Tomorrow 1933 Group’s Idle Hour finally opens its doors to a waiting public eager to see what the nightlife group has done to restore the 75-year-old barrel-shaped bar in North Hollywood. So, why a giant barrel? The bar originated during that time in L.A. in the 1940s when automobiles really started to become a thing. This eye-catching style of architecture was meant to make an immediate impression on the motorists who were speeding by. And Idle Hour is one of the last of this style, achieving landmark status as Los Angeles Historic-Cultural Monument in 2010 thanks to Los Angeles magazine’s own Chris Nichols. 1933 Group’s project took three years to complete and it appears to be worth it.
Attention wasn’t just paid to the barrel bar, the 24 taps, and the giant bulldog event space in the back, but also to the food as well as the drink program, which was created by barman Chris Amirault (Harlowe). As per the bar group’s M.O., they made sure the theme of the bar was carried out in its menus, too.

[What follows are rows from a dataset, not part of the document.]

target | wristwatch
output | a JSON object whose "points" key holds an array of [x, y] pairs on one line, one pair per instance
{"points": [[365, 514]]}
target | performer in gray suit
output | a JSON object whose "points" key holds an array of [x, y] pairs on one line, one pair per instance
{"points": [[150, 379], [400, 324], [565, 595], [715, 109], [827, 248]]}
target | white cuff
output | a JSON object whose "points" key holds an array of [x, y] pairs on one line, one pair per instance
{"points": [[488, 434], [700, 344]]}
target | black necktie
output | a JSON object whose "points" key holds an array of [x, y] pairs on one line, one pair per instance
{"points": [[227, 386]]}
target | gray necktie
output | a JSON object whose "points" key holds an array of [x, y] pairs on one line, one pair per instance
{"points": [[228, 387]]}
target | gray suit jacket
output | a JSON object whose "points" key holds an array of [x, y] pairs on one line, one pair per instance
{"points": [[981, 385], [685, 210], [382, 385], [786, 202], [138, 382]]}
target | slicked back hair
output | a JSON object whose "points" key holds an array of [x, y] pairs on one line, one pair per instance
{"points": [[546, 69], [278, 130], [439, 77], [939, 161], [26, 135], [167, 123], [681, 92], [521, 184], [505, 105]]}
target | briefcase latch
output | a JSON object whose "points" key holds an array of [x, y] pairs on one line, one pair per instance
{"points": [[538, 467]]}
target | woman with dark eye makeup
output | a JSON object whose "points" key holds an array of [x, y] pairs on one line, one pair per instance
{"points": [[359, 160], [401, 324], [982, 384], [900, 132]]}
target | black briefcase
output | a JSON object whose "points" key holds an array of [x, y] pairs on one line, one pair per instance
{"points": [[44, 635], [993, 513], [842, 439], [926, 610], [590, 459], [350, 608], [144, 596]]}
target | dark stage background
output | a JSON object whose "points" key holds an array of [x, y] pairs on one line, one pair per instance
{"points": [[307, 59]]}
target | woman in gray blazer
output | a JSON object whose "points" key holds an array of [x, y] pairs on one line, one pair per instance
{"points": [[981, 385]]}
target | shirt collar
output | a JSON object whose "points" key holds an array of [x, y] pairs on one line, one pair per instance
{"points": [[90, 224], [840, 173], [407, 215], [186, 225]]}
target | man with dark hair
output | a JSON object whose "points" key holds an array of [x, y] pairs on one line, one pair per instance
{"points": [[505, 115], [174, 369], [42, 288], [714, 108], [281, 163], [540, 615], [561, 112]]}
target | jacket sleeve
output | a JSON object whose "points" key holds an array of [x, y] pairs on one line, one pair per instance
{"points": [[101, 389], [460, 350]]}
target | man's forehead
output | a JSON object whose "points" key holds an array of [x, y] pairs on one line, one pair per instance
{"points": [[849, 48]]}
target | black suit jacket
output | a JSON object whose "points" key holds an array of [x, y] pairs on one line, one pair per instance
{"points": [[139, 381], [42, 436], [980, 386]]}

As homage to the bar’s history, the theme here is Americana. For Amirault, that meant highlighting the fact that the cocktail was an American invention. Therefore, each one of his new cocktails can be traced back to the older basic families of cocktails. “The whole goal was to take your 14 families of cocktails and really make sure we were paying homage to those but also do them in inventive, fresh, delicious ways,” he says.
For his “World’s Greatest Cosmopolitan,” he created an apple cranberry shrub with Granny Smith apples, apple cider vinegar, and fresh cranberries with sugar. It’ll change your mind about the cocktail that was made popular by Sex and the City and done badly ever since. “I wanted to do a Cosmo that I could be proud of. I think a lot of Cosmos are really bad because you’re not using fresh juice,” says Amirault.

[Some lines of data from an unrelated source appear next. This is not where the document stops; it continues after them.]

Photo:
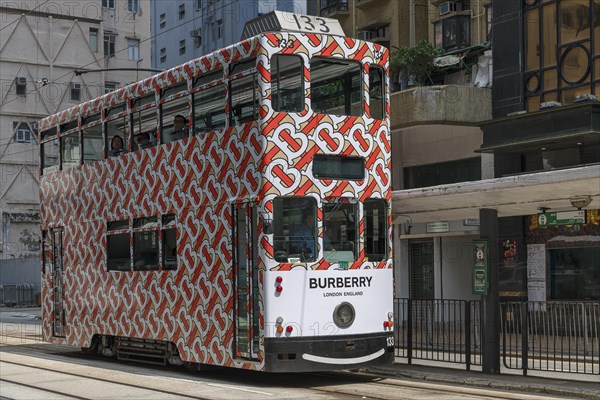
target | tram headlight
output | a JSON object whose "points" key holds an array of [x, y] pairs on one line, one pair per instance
{"points": [[344, 314]]}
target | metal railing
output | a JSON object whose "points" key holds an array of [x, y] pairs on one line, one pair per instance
{"points": [[438, 330], [17, 295], [559, 336]]}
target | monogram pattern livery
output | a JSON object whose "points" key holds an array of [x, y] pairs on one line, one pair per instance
{"points": [[198, 179]]}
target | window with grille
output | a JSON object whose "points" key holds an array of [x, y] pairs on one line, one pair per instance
{"points": [[75, 91], [133, 49], [109, 45], [21, 86], [133, 6], [93, 39]]}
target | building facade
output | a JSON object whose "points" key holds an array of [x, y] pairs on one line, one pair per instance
{"points": [[547, 121], [187, 29], [42, 45]]}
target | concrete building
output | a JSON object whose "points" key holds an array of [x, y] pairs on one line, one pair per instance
{"points": [[435, 132], [187, 29], [41, 47]]}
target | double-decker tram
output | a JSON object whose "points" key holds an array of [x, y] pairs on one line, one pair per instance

But nothing here is too complicated. It’s all straightforward. “We wanted our cocktail program to be really accessible so the guests will be able to take a look at the menu and understand every ingredient.”
Funny enough, despite the barrels everywhere (I counted seven total including the ones in the window glass), this isn’t going to be a whiskey bar. And, nope, they don’t have barrel-aged cocktails, either–at least not yet. Amirault points out that since American distilleries are now producing spirits other than whiskey, his program will feature all kinds.
As for beer, there will be 18 to 24 on tap, including four rotating seasonals. Another tap might be used for house-made ginger beer while one is reserved for “a super-secret thing that they can’t talk about yet,” says Amirault. “Once we get the license, it’s a never-before-seen beverage on draft. We would be the first ones in L.A. to get the license to do it so we’re really excited.”
The bar and restaurant opens its doors tomorrow at 5 p.m. If it’s too crazy inside, there’s also a mobile bar outside that will also serve up the full cocktail menu. Bonus about that back patio? It’s dog-friendly, and I’m not just talking about that giant bulldog.
Hours are 11 a.m. to 2 a.m. every day.